Arizona Fall Protection Lags Behind Rest of Nation
Every week, around five workers die from fall injuries. There are reasonably priced and easily available fall protection systems which would have saved most of these workers from death or crippling injury. Having handled a number of these cases, we have seen the devastating effects of falls from falls. Currently there is a dispute between the Occupational Safety and Health Administration (OSHA), and Arizona’s Department of Occupational Safety and Health (ADOSH) over the levels at which fall protection should apply. OSHA requires that workers be protected when working at any height above six feet, but ADOSH mandates fall protection only when workers are operating above 15 feet.
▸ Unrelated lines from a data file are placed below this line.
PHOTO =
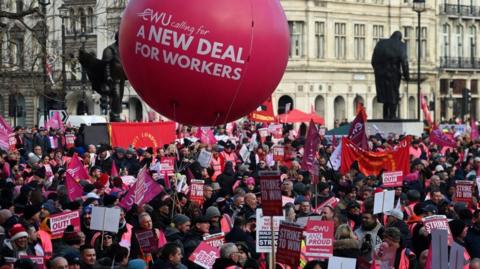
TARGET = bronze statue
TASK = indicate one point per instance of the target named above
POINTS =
(388, 57)
(107, 78)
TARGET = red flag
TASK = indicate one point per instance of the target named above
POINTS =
(441, 139)
(373, 163)
(311, 146)
(357, 133)
(75, 172)
(265, 115)
(426, 112)
(114, 171)
(474, 129)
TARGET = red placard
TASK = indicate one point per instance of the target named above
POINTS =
(332, 202)
(196, 191)
(205, 255)
(392, 179)
(278, 153)
(147, 241)
(167, 165)
(40, 261)
(289, 244)
(463, 191)
(59, 222)
(141, 135)
(271, 194)
(319, 239)
(215, 240)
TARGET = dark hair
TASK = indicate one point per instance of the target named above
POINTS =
(169, 249)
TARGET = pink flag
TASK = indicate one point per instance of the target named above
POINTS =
(55, 122)
(142, 192)
(75, 171)
(474, 133)
(114, 171)
(441, 139)
(205, 134)
(311, 146)
(357, 133)
(426, 113)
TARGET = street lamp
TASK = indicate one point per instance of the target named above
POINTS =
(64, 13)
(419, 7)
(83, 40)
(44, 4)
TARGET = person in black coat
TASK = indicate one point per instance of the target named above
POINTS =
(226, 180)
(240, 233)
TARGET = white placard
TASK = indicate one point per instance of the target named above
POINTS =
(383, 201)
(105, 219)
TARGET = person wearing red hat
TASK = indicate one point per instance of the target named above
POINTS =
(17, 245)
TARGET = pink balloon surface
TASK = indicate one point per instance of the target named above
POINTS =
(204, 62)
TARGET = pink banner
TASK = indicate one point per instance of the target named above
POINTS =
(357, 133)
(319, 239)
(75, 172)
(441, 139)
(310, 148)
(143, 191)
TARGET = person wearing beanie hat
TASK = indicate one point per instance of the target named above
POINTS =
(181, 227)
(17, 245)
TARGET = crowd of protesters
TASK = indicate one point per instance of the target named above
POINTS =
(32, 186)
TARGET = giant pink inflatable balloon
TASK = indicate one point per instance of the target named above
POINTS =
(204, 62)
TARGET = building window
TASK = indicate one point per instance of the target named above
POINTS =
(472, 37)
(340, 40)
(319, 39)
(72, 27)
(407, 30)
(296, 38)
(423, 40)
(90, 20)
(83, 21)
(459, 40)
(377, 33)
(446, 40)
(359, 41)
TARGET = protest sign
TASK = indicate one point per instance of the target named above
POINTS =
(439, 249)
(332, 202)
(215, 240)
(204, 158)
(167, 165)
(264, 231)
(271, 194)
(319, 239)
(205, 255)
(278, 153)
(147, 241)
(39, 260)
(341, 263)
(437, 222)
(392, 179)
(196, 191)
(383, 201)
(105, 219)
(463, 191)
(59, 222)
(457, 260)
(289, 244)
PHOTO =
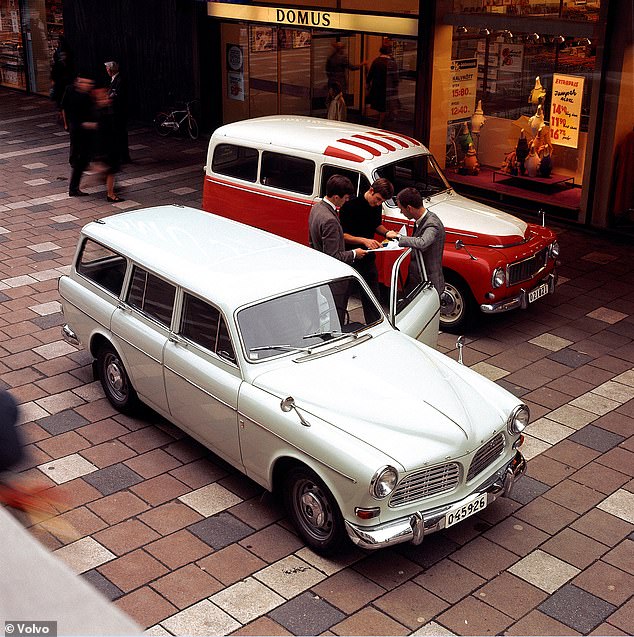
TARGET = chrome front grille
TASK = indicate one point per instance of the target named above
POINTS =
(425, 483)
(527, 269)
(486, 455)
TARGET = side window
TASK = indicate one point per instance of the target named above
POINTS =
(151, 295)
(235, 161)
(359, 181)
(203, 324)
(287, 172)
(101, 265)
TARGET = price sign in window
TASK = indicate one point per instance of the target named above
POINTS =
(565, 110)
(464, 76)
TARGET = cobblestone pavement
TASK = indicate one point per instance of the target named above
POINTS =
(187, 546)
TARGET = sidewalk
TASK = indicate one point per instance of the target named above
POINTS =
(185, 545)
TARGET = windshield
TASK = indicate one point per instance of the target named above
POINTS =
(420, 172)
(307, 318)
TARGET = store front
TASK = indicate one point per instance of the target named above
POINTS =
(276, 60)
(29, 32)
(520, 111)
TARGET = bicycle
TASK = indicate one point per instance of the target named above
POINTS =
(176, 120)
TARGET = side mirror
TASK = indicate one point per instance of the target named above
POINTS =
(288, 404)
(460, 345)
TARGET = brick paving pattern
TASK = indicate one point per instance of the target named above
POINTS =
(186, 546)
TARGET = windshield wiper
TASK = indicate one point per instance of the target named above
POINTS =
(330, 334)
(284, 347)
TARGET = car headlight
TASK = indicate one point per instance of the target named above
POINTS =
(383, 482)
(499, 278)
(518, 419)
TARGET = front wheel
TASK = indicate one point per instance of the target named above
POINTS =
(192, 128)
(161, 124)
(314, 511)
(115, 381)
(457, 309)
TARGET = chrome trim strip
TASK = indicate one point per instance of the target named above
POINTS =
(202, 389)
(294, 446)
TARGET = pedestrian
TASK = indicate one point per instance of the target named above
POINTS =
(106, 152)
(362, 219)
(336, 103)
(428, 238)
(382, 82)
(62, 74)
(118, 93)
(338, 65)
(77, 112)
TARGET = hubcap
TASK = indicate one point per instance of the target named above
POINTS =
(313, 510)
(452, 308)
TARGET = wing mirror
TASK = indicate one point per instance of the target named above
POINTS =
(288, 404)
(461, 246)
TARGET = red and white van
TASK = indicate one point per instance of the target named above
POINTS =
(269, 171)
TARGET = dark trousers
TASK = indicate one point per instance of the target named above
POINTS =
(80, 156)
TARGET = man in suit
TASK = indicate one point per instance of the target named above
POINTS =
(428, 237)
(324, 227)
(326, 235)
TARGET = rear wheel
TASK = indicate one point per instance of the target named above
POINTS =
(115, 381)
(192, 127)
(161, 124)
(314, 510)
(457, 309)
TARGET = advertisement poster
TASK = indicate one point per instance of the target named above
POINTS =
(565, 110)
(462, 91)
(235, 72)
(512, 57)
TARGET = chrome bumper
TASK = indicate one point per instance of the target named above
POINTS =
(521, 300)
(416, 526)
(70, 336)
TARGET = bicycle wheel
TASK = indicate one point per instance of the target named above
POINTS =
(192, 127)
(162, 124)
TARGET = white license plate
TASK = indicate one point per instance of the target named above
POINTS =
(468, 508)
(538, 292)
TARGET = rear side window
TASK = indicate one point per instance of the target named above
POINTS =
(152, 295)
(288, 172)
(203, 324)
(102, 266)
(235, 161)
(359, 181)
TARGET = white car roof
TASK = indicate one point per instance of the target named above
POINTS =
(228, 262)
(349, 142)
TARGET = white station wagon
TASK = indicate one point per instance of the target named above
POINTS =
(278, 359)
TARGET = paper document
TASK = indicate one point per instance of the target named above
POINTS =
(391, 244)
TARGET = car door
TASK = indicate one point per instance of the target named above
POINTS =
(414, 309)
(140, 327)
(202, 378)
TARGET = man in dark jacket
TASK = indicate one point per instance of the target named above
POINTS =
(77, 111)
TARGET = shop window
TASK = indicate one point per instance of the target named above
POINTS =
(235, 161)
(578, 10)
(287, 173)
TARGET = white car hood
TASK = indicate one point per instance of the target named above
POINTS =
(475, 223)
(397, 395)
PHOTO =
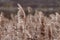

Unlike the majority of states, Arizona maintains its own regulations when it comes to occupational safety. Contractors in Arizona are primarily responsible for increasing the applicable height, arguing that that the OSHA regulations on fall protection are impossible or too cost prohibitive. OSHA, however, and even a few major state contractors, disagree, pointing to the moral as well as legal obligations for employers to maintain a safe workplace. The cost of injuries simply gets passed from employers to insurance companies, who in turn raise rates to cover losses. As in most things, avoiding the initial injury seems far preferable.
The dispute between OSHA and ADOSH could result in OSHA ultimately assuming responsibility in Arizona for the enforcement of federal guidelines. Rather than force bureaucratic proceedings over fall protection, ADOSH should implement the OSHA regulations, and start protecting Arizona workers today.